Art: We are a grassroots organization—we talk to people who might use the spaces to get a sense of market, we know the city well and that helps, and sometimes we are to some degree playing a hunch but it's an informed hunch. We know all these people come into downtown to work and that they might like to shop there, we know there are more and more people living downtown, and we know because of Station Square how many buyers a hotel can bring in. We have hotels downtown that are very helpful—based on market analyses we knew the project would work, and it did.
Marc: Are you looking at the big demographic picture?
Art: Downtown we are looking at the new building, the expansion of Point Park University, all those things count and we think that it means we'll be on an upswing. On Wood Street the historic blocks between Fourth and Fifth we see as a women's retail area and we are planning for that… We think the customers will continue to come and this will be successful.
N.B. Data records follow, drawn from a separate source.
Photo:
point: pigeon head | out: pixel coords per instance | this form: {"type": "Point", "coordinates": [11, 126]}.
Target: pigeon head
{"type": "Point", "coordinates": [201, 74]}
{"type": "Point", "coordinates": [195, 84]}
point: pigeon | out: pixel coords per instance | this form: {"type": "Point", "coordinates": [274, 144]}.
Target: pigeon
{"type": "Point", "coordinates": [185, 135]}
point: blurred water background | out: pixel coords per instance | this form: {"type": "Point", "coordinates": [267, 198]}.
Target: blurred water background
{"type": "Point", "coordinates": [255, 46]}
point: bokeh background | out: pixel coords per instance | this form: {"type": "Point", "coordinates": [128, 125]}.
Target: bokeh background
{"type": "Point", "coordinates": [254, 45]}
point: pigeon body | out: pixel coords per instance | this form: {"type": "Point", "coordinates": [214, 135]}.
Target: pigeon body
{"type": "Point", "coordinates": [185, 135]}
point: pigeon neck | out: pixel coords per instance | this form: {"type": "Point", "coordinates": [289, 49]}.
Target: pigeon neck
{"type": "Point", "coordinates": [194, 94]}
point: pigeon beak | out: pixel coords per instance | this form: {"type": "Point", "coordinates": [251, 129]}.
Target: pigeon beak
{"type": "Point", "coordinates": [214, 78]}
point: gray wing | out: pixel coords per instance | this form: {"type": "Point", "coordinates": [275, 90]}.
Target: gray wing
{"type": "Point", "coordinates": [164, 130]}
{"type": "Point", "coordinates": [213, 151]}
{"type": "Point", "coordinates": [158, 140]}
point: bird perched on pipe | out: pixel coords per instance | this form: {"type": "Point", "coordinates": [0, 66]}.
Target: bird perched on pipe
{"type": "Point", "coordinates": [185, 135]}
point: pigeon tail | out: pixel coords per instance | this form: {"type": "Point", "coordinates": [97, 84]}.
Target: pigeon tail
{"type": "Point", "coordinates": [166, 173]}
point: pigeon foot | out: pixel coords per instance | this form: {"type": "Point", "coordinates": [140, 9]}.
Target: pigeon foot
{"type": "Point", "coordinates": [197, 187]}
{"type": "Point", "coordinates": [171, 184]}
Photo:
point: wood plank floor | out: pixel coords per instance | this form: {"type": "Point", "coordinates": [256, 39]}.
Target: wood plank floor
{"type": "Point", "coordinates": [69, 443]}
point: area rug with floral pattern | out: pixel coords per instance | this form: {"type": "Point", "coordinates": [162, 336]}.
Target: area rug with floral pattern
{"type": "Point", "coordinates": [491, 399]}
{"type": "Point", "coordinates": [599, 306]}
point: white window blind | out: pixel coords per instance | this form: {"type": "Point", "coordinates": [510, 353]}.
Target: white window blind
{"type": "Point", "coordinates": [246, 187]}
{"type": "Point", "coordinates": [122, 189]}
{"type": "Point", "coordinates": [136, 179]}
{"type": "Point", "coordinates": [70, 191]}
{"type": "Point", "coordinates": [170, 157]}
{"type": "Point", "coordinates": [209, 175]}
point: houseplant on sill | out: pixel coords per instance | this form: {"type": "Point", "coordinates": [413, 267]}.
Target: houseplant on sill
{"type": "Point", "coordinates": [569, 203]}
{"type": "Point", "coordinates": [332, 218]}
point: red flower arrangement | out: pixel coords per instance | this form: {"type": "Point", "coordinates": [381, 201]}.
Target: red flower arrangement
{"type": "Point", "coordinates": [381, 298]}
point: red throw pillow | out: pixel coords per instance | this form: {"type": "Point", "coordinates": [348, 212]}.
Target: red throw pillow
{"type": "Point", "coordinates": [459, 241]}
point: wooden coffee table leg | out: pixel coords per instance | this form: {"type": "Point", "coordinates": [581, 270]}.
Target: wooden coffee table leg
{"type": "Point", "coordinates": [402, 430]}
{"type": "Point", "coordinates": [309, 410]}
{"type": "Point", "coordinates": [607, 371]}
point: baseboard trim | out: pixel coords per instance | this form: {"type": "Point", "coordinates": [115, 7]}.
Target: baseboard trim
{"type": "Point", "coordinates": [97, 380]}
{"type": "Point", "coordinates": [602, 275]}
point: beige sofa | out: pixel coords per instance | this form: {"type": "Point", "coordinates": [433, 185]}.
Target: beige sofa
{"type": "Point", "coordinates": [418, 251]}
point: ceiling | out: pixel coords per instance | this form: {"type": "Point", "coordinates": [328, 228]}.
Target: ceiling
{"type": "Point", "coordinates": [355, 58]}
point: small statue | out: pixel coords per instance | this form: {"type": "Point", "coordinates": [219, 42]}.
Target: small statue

The mayor has made downtown preservation with major new construction working harmoniously a priority of his… He's contracted with us to partner with the URA [Urban Redevelopment Autiority] to manage this work; we have eight buildings being restored right now on Wood Street and the mayor has been a leading light on this, and I don't know anywhere in the country that has this kind of relationship between the preservation community and the political one and all of us producing such excellent results.
Planning With Perspective
We've seen that historical preservation and renewal, like sustainable design, works best when planned with a long-term perspective. The first cost required for renovation may be intimidating. But there is a difference between cost and value. Choices for high value strategies tend to lead to buildings and environments of high value. Just as the establishment of early goals is critical to sustainable design, an allowance for surprises, unforeseen conditions and unexpected opportunities is part of the foresight required for the successful renovation of existing buildings. Sustainability strategies should have an eye towards the life cycle of the buildings in much the same manner as the renovation of historical buildings is best appreciated with a long-term perspective.
American cities big and small are retrofitting historic buildings for better environmental performance, and prominent landmarks like New York's Empire State and Chrysler Buildings have been making headlines by achieving LEED for Existing Buildings certification. In rust-belt cities like Pittsburgh, reviving old unused buildings creates great new spaces but can even breathe new life into an entire urban district.
In small and mid-sized cities across the US, cornerstone development projects have catalyzed some downtowns, bringing the local economy to pivot towards steady growth after decades of blight and recession. evolveEA helped developers and partners in Dubuque, Iowa bring about this type of change through the greening of the city's largest downtown building, the historic Roshek department store, earning LEED Platinum certification and national recognition. The project team's approach combined green building and historic preservation, galvanizing redevelopment in downtown Dubuque.
In Pittsburgh, old warehouses and factory buildings have been sustainably restored and converted into mixed-use complexes, and historic Market Square has become the revitalized center of downtown. Between 2008 and 2010 evolveEA worked with the Pittsburgh Opera to implement sustainable operations and certify its newly renovated historic space, the original Westinghouse Brake Factory (built in 1869). And in the East Liberty area, a Nabisco warehouse that was renovated to LEED standards became a vibrant shopping center and home to Google's Pittsburgh offices.
1. National Trust for Historic Preservation, January 2012, "The Greenest Building: Quantifying the Environmental Value of Building Reuse."